Iron is stored in the marrow normally, but any excess is transported to the liver and then the other organs. Usually the liver stores a small amount of iron for the essential purpose of providing new red blood cells with iron (vital for health), however when excessive quantities of iron are stored in the liver it becomes damaged. Deposits of iron may also occur in other organs and joints, again causing damage.
For a long time it was believed that the disorder was rare, so GH was seldom considered as a possible diagnosis. However, recent surveys of people of Northern European origin have shown a prevalence of the gene flaws that can lead to iron overload in the order of 1 in 200. These people are much more likely to be at risk of develop haemochromatosis, thus GH is now recognised as being one of the most common genetic disorders.
Iron overload as a result of haemochromatosis comes about because the body continually absorbs more iron from the diet than it needs. The body is then unable to rid itself of the excess, which slowly builds up over a number of years and damages the organs where it is stored. In HFE (Type 1) haemochromatosis it is rare for iron to build up to a damaging level in childhood, and in fact it often does not happen for several decades. Children can however overload iron as a result of Type 2 (Juvenile) haemochromatosis.
The underlying cause is the inheritance of a mutated gene. The faulty gene stops the normal body iron control working properly. A faulty gene, and therefore haemochromatosis, can only be inherited. Haemochromatosis cannot be “caught” from somebody else.
Although haemochromatosis is closely associated with one particular gene mutation, not everybody who has inherited that gene mutation will develop iron overload; indeed the proportion of people that do so may be quite small. Other factors must be involved, but it is not yet known what they are. The proportion of people with the gene flaws who go on to develop iron overload is called penetrance. There is uncertainty as to what this might be on average or what other factors play a part.

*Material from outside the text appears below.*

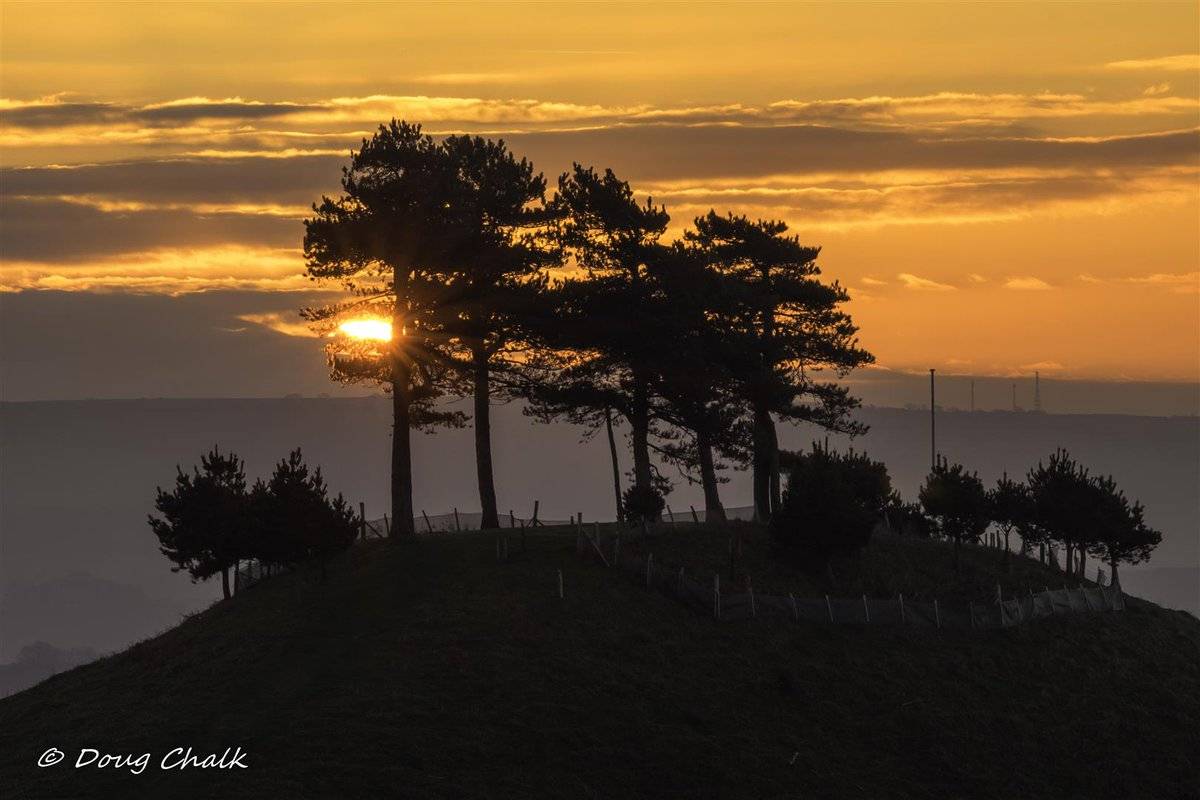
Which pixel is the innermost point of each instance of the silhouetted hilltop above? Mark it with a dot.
(431, 669)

A normal man has about 4 grams (g) of iron in his body and a normal woman about 3.5g, mostly found in haemoglobin in the red cells of the blood. Up to 1g is stored in the tissues and may be used to make new haemoglobin if required. With haemochromatosis it is this amount stored in the tissues, the storage iron, which becomes excessive. Overload is said to occur in individuals when their stored iron rises to 5g or more; it may rise to 40g.